A produção in vitro de embriões permite incrementar o potencial genético de um rebanho em menor tempo. Sete animais já nasceram, fruto desta tecnologia
Projeto de pesquisa inovador em transferência de embriões de búfalos produzidos in vitro está sendo trabalhado na Agência Paulista de Tecnologia dos Agronegócios (APTA). Por meio da técnica, é possível reduzir em mais de 50% o tempo que seria necessário para o melhoramento genético do rebanho bubalino. O trabalho é realizado em parceria com o Departamento de Reprodução Animal da Faculdade de Medicina Veterinária e Zootecnia da Universidade de São Paulo (FMVZ /USP), a empresa In Vitro Brasil S.A. e o Sítio Paineiras da Ingaí.

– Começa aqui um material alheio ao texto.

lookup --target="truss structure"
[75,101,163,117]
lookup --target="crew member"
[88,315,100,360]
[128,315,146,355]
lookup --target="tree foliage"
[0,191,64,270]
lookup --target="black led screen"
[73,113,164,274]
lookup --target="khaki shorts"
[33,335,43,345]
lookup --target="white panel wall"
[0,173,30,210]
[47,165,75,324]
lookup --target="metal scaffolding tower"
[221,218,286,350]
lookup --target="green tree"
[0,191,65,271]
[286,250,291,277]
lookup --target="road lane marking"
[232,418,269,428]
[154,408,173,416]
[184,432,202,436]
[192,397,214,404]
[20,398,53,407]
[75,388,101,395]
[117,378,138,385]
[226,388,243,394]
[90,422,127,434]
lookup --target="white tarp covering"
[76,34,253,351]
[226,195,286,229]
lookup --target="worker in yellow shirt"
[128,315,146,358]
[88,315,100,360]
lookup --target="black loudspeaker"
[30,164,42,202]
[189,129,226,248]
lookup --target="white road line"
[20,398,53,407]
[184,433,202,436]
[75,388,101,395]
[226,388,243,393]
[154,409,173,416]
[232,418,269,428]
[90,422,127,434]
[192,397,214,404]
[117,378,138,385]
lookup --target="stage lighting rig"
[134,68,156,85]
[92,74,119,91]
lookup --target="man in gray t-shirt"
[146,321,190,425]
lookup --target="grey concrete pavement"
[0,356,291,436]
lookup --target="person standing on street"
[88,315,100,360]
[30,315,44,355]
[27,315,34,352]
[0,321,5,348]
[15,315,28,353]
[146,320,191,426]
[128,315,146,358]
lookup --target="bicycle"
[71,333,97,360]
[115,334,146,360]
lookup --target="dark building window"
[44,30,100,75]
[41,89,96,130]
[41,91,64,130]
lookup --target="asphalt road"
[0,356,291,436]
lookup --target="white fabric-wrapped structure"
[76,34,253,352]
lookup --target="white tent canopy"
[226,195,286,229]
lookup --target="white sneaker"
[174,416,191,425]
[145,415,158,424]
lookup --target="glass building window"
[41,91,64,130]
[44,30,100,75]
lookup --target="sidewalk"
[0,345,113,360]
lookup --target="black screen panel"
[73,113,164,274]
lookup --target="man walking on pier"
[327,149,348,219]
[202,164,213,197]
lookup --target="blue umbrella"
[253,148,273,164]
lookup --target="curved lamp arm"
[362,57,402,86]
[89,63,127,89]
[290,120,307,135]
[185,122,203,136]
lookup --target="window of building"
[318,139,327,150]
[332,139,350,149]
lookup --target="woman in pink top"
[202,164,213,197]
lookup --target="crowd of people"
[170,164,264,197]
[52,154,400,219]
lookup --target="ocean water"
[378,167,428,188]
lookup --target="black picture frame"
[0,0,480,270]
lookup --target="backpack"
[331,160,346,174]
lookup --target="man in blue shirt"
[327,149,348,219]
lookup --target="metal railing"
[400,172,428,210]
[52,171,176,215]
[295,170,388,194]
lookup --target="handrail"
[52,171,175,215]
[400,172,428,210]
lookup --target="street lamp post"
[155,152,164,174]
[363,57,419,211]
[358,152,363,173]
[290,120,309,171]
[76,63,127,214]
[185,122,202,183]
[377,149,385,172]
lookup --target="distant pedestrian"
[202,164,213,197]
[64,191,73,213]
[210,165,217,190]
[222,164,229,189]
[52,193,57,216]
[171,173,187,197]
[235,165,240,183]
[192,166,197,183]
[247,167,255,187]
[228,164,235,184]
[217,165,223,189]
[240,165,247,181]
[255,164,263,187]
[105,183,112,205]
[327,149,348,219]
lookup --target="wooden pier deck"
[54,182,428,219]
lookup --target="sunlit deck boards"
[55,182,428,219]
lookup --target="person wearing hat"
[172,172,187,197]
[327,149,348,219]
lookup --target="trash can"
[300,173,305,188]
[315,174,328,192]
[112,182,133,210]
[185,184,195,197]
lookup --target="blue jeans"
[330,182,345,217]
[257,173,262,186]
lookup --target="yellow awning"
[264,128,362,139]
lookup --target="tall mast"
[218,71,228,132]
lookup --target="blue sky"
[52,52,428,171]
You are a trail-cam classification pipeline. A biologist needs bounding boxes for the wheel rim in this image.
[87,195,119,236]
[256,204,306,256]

A tecnologia já existe e é amplamente utilizada em bovinos, mas em búfalos são poucos os trabalhos realizados visando, além da pesquisa, à exploração econômica. No ano de 2013, foram geradas sete gestações pela técnica de produção in vitro de embriões, o que resultou no nascimento de quatro bezerras e três bezerros em 2014, e estão previstos mais dez nascimentos para o segundo semestre deste ano. A Unidade de Pesquisa e Desenvolvimento (UPD) da APTA, em Registro, é uma das poucas unidades de pesquisas do Brasil a realizar trabalhos exclusivamente com búfalos, com pesquisas iniciadas há 28 anos.
Técnica
O objetivo da técnica é produzir embriões a partir de oócitos coletados diretamente dos ovários de doadoras com alta produção leiteira, fertilizá-los em laboratório com sêmen de reprodutores provados, produzindo assim, embriões de elevado potencial genético. Esses embriões são implantados em fêmeas de baixa produção, a fim de melhorar a produtividade do plantel. Nos quatro primeiros trabalhos realizados na Unidade da APTA, um terço das búfalas receptoras tiveram gestação positiva após a transferência de embriões, eficiência similar à observada em bovinos.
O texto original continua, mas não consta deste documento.